Die Ausbildung, offiziell Temeljno vojno osposobljavanje (TVO) genannt, knüpft an das Ende der allgemeinen Wehrpflicht in den Jahren 2007–2008 an. Nach Angaben des kroatischen Verteidigungsministeriums sollen künftig jährlich bis zu 4000 Wehrpflichtige in fünf Gruppen in die Streitkräfte einberufen werden. Das bedeutet einen deutlichen Kurswechsel in der kroatischen Verteidigungspolitik – mit direkten Folgen für junge Erwachsene im ganzen Land.
Nach den neuen Regeln werden Männer im Jahr ihres 18. Geburtstags in das Militärregister eingetragen und können in diesem Jahr zum TVO einberufen werden. 2026 betrifft das Männer des Jahrgangs 2007. Auch etwas ältere Männer bis zum Alter von 30 Jahren können herangezogen werden, sofern sie bestimmte gesetzliche Kriterien erfüllen. Frauen sind nicht verpflichtet, dürfen aber freiwillig teilnehmen. Unter den 800 Teilnehmenden der ersten Gruppe sind Medienberichten zufolge 446 Freiwillige, darunter mehr als 80 Frauen, und rund 350 Männer im Pflichtdienst.
Das Verteidigungsministerium betont, dass nur ein kleiner Teil der Einberufenen von seinem Recht auf Kriegsdienstverweigerung Gebrauch gemacht hat. Wer aus moralischen oder religiösen Gründen keinen Militärdienst leisten kann, nimmt nicht am TVO teil. Stattdessen absolvieren diese Personen einen zivilen Ersatzdienst von drei bis vier Monaten in nicht-militärischen Einrichtungen.
Das zweimonatige TVO-Programm verbindet Theorie und Praxis. Die Rekrutinnen und Rekruten lernen grundlegende militärische Fertigkeiten, etwa den Umgang mit der persönlichen Waffe, den Einsatz moderner Ausrüstung wie Drohnen und Selbstverteidigung. Hinzu kommen Erste-Hilfe-Training und Unterricht zu zentralen militärischen Operationen aus dem kroatischen Unabhängigkeitskrieg der 1990er-Jahre.
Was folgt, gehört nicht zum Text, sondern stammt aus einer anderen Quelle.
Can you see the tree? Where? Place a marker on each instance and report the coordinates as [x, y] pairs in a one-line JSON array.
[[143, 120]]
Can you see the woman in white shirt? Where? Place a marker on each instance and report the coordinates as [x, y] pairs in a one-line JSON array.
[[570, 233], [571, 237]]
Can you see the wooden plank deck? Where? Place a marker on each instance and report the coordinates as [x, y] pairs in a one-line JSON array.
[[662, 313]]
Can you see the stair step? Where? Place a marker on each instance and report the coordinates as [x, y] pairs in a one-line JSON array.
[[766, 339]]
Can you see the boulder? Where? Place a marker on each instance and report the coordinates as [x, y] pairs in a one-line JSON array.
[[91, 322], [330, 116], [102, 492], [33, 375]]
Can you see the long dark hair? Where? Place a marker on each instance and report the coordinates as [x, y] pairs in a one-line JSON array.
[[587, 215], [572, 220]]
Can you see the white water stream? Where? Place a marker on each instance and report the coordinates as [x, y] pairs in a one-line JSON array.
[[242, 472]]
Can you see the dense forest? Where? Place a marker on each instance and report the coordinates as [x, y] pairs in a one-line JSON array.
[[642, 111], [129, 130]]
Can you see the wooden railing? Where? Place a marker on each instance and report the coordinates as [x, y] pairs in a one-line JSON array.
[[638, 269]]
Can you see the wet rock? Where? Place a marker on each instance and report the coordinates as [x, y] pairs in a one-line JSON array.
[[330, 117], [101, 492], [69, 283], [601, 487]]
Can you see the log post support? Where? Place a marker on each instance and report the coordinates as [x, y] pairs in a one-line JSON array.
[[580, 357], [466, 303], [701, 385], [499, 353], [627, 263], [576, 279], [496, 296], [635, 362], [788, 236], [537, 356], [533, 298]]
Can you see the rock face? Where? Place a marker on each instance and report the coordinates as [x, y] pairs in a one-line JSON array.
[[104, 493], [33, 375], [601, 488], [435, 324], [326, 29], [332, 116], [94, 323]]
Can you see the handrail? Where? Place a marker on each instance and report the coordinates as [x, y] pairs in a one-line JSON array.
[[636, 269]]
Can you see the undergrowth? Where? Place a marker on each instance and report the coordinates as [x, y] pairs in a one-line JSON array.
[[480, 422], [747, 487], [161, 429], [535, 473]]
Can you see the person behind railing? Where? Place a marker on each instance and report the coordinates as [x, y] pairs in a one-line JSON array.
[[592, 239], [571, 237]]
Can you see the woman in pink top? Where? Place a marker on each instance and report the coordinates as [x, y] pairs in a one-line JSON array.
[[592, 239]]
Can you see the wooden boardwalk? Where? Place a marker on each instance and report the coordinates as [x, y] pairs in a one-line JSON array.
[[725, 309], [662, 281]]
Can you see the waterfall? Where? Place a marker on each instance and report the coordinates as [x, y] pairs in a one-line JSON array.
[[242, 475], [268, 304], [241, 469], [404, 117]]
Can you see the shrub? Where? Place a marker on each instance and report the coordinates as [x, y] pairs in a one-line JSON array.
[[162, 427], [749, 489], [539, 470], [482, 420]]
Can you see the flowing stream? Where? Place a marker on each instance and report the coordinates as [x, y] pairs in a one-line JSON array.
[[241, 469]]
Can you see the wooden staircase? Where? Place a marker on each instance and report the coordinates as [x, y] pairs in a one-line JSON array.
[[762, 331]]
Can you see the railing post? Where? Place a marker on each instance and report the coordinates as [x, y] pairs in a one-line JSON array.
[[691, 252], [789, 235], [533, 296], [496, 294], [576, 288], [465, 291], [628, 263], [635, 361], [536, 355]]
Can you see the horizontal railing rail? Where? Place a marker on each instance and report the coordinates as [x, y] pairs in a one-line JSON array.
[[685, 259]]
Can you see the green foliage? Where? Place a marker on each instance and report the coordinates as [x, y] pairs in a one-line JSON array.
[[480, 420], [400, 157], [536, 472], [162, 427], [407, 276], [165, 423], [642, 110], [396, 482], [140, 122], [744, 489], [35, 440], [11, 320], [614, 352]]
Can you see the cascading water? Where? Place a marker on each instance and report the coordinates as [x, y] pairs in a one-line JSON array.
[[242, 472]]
Ausbilder der Kroatischen Streitkräfte, die viel Erfahrung mit freiwilligen Wehrübungen haben, wollen vor allem Teamgeist, Disziplin und Verantwortungsbewusstsein vermitteln.
Der erste Tag in der Kaserne folgt einem festen Ablauf. Neuankömmlinge werden zunächst registriert, danach gehen sie in die Kammern, um Uniformen und Ausrüstung zu übernehmen. Zum Grundpaket gehören den Berichten zufolge Kampfstiefel, Hosen, Hemden und T‑Shirts, meist in doppelter Ausführung, außerdem zwei Jacken sowie Sportkleidung wie Trainingsanzug, Turnschuhe und Shorts. Danach räumen die Rekruten ihre Spinde ein, ziehen die Uniform an und beginnen, sich an den Tagesrhythmus des Kasernenlebens zu gewöhnen.
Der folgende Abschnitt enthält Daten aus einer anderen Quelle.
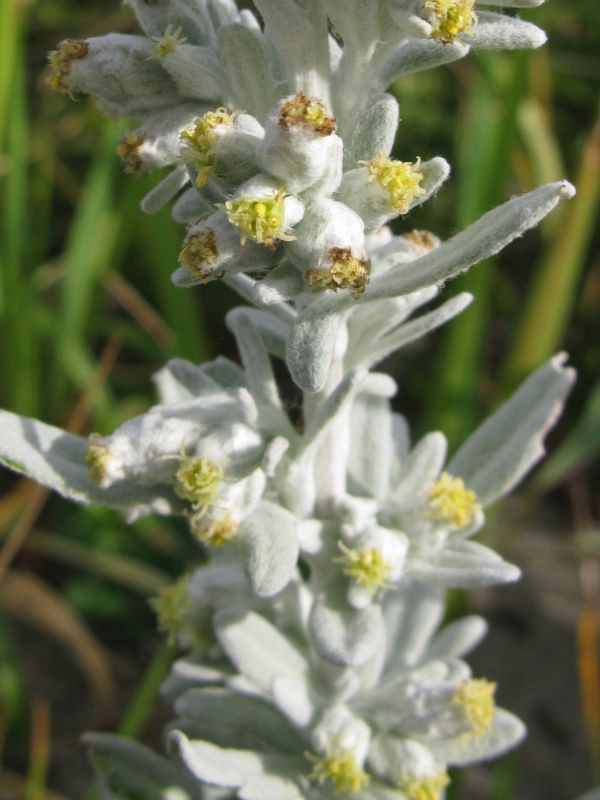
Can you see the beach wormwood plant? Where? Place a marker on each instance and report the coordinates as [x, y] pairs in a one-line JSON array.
[[314, 662]]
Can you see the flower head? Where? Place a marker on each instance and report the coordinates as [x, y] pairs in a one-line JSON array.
[[450, 18], [128, 150], [168, 43], [476, 700], [339, 768], [60, 61], [450, 501], [400, 180], [214, 532]]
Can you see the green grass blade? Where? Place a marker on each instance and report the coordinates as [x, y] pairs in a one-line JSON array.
[[91, 243]]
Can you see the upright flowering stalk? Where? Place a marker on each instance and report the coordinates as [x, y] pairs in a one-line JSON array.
[[314, 662]]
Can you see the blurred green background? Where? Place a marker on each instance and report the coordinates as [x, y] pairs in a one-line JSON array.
[[87, 314]]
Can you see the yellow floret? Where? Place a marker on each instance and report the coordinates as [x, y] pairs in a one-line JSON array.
[[306, 112], [199, 253], [214, 532], [340, 769], [368, 568], [170, 606], [450, 18], [346, 271], [60, 61], [128, 150], [429, 788], [97, 458], [261, 219], [198, 480], [399, 179], [450, 501]]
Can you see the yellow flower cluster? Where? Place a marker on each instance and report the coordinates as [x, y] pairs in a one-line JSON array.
[[199, 142], [450, 18], [346, 271]]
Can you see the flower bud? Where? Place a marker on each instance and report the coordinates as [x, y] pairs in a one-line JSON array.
[[155, 143], [301, 148], [330, 248], [61, 59], [117, 70], [262, 211]]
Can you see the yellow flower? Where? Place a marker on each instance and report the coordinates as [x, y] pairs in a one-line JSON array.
[[450, 18], [399, 179], [346, 271], [450, 501]]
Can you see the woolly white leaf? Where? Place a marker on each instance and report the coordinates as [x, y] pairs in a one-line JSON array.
[[501, 32], [271, 543], [419, 471], [342, 635], [479, 241], [497, 456], [458, 638], [247, 70], [311, 346], [373, 132], [464, 565], [215, 765], [258, 650]]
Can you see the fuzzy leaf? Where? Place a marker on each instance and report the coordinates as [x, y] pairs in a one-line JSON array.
[[412, 614], [311, 345], [215, 765], [342, 635], [247, 70], [127, 769], [501, 32], [56, 459], [500, 452], [258, 650], [373, 132], [231, 719], [420, 469], [261, 380], [376, 351], [458, 638], [505, 733], [271, 543]]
Der Chef des Generalstabs, General Tihomir Kundid, erklärte gegenüber kroatischen Medien, die Streitkräfte würden die Rekrutinnen und Rekruten Schritt für Schritt an die militärische Umgebung heranführen. Sie kämen direkt aus dem Zivilleben, deshalb seien die ersten Tage so geplant, dass Stress begrenzt und eine langsame Eingewöhnung an militärische Disziplin und Abläufe möglich sei. Nach Kundids Eindruck sind die jungen Leute hoch motiviert und aus seiner Sicht bereit, in den acht Ausbildungswochen die gesetzten Standards zu erreichen.
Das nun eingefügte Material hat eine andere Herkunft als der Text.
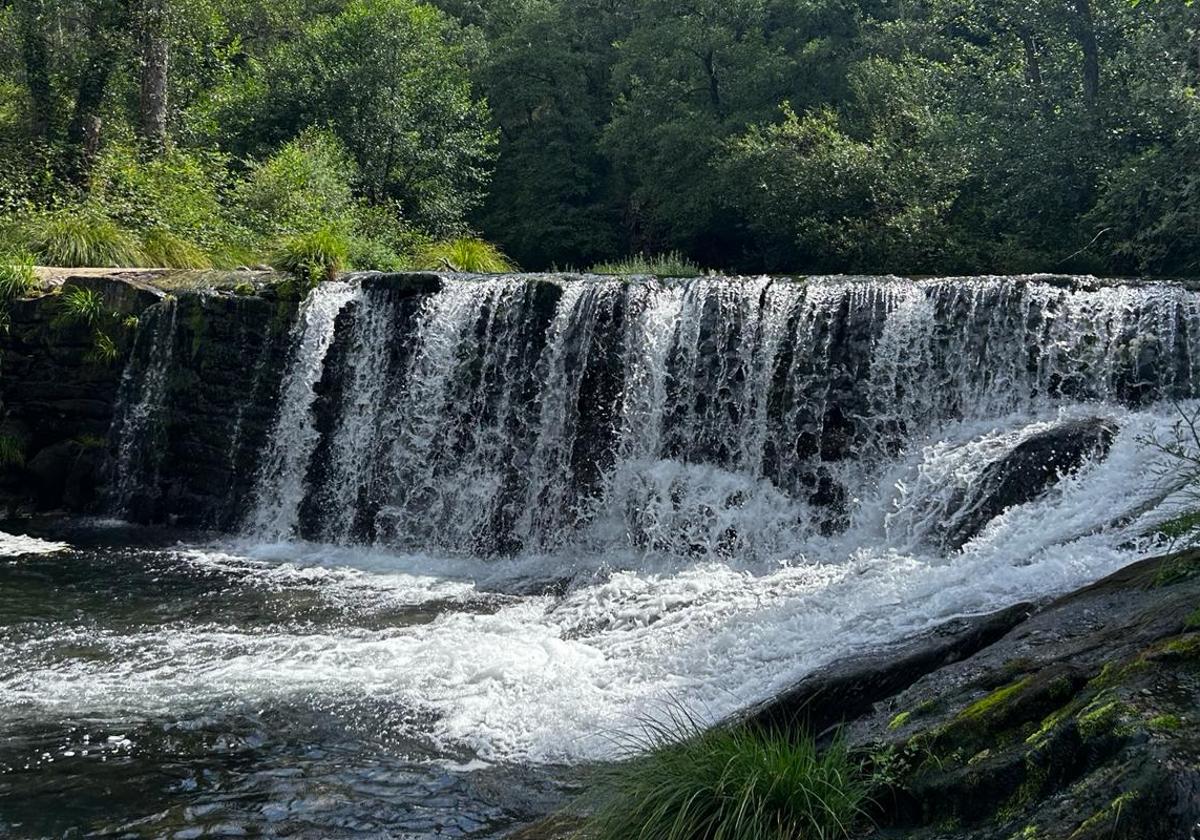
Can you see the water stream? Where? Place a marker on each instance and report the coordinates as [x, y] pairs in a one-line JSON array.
[[499, 523]]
Kroatiens Vizepremier und Verteidigungsminister Ivan Anušić besuchte das Übungsgelände in Slunj, um rund 200 der ersten Rekruten zu begrüßen. Er sprach vom Start des TVO als einem wichtigen Meilenstein für das kroatische Verteidigungssystem und sagte, das Projekt sei etwa eineinhalb Jahre lang vorbereitet worden. Anušić hob die seiner Ansicht nach hohe Rücklaufquote hervor und dankte sowohl den Rekrutinnen und Rekruten als auch den Streitkräften für ihre Organisation. Sein Rat an die Teilnehmenden: genau zuzuhören – den Offizieren und Ausbildern –, um möglichst viel Wissen und Erfahrung mitzunehmen.
Auch einige Rekruten schilderten Journalistinnen und Journalisten ihre Erwartungen. Ein junger Mann berichtete, er bereite sich bereits seit dem vergangenen Herbst auf das TVO vor und fühle sich nun bereit. Ein anderer Rekrut, der in Deutschland lebt, aber kroatische Wurzeln hat, sagte, er sei freiwillig nach Kroatien gekommen, weil er in die kroatische Armee eintreten wolle. Er sehe die Ausbildung als Chance, seine Disziplin und seine Arbeitsgewohnheiten zu verbessern.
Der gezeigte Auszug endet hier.